1/ I would be more concerned if GroundWork was raising tens of millions in series D funding.

2/ I don’t know if anyone’s noticed but we are in the middle of an economic crisis.

With regards to the first point, in our CAOS 11 report, Open to Investment, we noted that the biggest benefits of open source software, according to investors are: lower development costs (78.7% of respondents), followed by lower distribution costs (60.7%), reduced sales cycle (34.4%), and better-quality software (32.8%). Given that, we should expect to see open source-related vendors raising less funding than proprietary counterparts (particularly those like GroundWork that are partially based on community developed software).

For example, figures from ChubbyBrain indicate that $6.1bn in venture capital funding was invested in 680 deals in Q3, giving an average deal size of just under $9m. Our figures for open source-related vendors showed an average deal size of $7.7m in Q3.

With this in mind, I would actually be concerned if we saw a company like GroundWork – which had already raised $24m in its previous rounds – raising a significant later-stage round. That, to me, would be a warning sign that something was not necessarily working.

Bear in mind that the more money a company raises the more the shareholding of its founders and executives is diluted, and any company looking to raise a large sum in the current climate is likely to have to give up a lot in return. Sometimes a significant late stage deal just smacks of a last throw of the dice.

Consider, for example, Virtual Iron, which raised a $13m series D round in November 2007 followed by a $20m in equity capital in January 2008. Unfortunately the company only generated revenue of $3.4m in 2008 and was acquired by Oracle in May 2009. We don’t know how much Oracle paid for Virtual Iron, but we assume its investors were not retiring on multiples of its $64.5m total funding.

With regards to the second point, the reduction in average deal sizes for VC deals tracked by CAOS this year has been entirely predictable. Venture funding is available for both early and later stage deals if the business opportunities are right, but we have seen a number of vendors being acquired for cents on the dollar where we would have expected them to be in a position to raise more funding in more favourable economic conditions.

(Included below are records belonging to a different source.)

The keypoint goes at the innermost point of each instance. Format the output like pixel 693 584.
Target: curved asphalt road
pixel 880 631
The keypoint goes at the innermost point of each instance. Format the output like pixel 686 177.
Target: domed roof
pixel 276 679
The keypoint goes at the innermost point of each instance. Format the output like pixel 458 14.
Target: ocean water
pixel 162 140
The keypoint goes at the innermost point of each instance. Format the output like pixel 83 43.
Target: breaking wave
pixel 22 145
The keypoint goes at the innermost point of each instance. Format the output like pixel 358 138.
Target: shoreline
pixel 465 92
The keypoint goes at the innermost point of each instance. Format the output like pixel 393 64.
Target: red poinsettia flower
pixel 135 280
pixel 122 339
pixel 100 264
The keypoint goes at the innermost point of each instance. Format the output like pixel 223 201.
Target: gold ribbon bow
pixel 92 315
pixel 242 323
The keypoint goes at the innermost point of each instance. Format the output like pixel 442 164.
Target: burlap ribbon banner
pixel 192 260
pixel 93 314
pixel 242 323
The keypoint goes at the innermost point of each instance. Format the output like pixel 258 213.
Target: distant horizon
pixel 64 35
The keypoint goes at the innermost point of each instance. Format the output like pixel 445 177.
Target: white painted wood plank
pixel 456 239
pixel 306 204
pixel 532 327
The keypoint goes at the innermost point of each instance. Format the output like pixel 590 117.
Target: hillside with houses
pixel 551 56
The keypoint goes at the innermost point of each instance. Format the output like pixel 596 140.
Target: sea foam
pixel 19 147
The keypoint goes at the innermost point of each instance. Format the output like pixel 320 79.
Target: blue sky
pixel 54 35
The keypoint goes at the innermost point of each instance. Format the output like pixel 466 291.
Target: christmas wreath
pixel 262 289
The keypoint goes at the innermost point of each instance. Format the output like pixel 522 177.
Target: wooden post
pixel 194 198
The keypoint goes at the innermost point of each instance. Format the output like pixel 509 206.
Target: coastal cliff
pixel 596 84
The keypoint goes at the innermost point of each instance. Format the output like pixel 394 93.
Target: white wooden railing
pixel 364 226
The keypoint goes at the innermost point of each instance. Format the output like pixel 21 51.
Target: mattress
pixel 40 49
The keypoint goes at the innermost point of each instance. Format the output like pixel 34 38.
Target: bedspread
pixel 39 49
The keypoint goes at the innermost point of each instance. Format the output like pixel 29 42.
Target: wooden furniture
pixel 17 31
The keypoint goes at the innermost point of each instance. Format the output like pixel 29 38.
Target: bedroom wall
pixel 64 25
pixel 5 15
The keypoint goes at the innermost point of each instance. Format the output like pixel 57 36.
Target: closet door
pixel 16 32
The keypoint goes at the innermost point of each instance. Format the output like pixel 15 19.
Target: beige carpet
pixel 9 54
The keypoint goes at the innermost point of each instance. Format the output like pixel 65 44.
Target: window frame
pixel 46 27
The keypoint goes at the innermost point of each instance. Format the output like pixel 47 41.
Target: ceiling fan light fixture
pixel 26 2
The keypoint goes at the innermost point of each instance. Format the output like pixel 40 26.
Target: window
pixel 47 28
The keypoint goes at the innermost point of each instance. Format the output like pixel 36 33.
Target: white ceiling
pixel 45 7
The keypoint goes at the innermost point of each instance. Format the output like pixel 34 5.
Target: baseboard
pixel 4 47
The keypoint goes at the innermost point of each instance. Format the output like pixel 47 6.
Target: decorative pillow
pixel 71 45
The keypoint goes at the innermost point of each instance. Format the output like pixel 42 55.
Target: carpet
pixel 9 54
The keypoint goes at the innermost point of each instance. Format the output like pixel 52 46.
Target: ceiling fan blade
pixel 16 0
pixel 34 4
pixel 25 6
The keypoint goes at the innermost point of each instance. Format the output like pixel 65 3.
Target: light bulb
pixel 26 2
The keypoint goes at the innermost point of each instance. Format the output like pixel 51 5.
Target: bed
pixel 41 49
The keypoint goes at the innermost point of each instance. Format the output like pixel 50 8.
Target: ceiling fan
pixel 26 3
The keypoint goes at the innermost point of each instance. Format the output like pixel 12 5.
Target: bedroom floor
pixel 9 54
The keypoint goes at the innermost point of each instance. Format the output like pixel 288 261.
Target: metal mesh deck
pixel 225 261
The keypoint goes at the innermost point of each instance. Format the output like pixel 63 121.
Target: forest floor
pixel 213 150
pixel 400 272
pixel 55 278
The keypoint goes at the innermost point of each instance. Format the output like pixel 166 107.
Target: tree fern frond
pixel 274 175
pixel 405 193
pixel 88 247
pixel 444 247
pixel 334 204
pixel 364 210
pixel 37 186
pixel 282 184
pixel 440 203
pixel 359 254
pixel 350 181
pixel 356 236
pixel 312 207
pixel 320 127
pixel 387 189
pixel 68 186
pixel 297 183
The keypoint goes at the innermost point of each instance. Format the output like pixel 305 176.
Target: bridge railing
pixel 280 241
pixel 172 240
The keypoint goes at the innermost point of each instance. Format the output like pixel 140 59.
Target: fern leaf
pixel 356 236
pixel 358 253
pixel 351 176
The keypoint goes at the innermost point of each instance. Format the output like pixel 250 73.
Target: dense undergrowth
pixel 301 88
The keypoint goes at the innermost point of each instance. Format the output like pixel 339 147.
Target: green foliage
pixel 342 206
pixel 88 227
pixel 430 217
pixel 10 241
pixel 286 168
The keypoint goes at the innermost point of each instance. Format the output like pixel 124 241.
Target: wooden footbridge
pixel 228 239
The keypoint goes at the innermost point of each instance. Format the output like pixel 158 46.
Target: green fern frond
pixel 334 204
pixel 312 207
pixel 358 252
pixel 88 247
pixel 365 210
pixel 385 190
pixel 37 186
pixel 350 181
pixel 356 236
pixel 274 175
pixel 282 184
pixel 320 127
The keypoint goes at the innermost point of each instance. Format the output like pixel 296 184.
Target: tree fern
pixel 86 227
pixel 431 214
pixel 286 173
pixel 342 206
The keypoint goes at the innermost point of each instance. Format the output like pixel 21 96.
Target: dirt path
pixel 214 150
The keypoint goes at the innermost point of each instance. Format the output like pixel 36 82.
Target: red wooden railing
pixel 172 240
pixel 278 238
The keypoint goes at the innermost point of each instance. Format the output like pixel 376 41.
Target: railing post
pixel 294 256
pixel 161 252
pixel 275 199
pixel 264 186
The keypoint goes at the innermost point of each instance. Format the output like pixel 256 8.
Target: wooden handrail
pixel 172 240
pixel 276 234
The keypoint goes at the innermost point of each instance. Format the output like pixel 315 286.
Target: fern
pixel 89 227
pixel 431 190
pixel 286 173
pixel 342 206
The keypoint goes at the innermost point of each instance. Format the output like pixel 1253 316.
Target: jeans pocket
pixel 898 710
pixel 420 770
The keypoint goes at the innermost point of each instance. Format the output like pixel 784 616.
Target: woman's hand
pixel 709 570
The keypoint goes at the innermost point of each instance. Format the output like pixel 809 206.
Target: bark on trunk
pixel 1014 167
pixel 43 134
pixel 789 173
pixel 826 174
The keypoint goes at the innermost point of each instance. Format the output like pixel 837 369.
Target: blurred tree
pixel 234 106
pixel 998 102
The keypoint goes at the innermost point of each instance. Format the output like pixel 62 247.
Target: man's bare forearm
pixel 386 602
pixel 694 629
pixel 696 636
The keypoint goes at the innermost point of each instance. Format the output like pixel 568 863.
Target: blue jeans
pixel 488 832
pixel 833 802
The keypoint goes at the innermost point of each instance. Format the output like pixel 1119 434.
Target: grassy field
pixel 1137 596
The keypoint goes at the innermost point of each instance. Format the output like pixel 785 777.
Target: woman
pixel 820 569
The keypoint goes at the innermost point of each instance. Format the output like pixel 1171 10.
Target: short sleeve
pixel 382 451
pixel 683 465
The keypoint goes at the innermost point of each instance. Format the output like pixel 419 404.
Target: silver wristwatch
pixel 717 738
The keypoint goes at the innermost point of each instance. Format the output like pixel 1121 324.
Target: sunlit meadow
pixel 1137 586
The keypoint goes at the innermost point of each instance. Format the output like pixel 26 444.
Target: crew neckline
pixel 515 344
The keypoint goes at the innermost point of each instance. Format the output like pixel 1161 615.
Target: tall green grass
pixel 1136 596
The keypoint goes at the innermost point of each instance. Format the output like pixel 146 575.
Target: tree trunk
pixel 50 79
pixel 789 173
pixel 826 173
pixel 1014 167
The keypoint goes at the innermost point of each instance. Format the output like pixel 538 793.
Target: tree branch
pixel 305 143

Additionally, we’ve seen a number of examples of modest later stage deals being done by vendors to see them through the current economic malaise with a view to considering their options once the economic situation calms down.

Which is not to say that vendors raising small later-stage rounds right now are guaranteed success, or those raising larger later-stage rounds are throwing good money after bad – but sometimes there is more (or less) to these deals than meets the eye.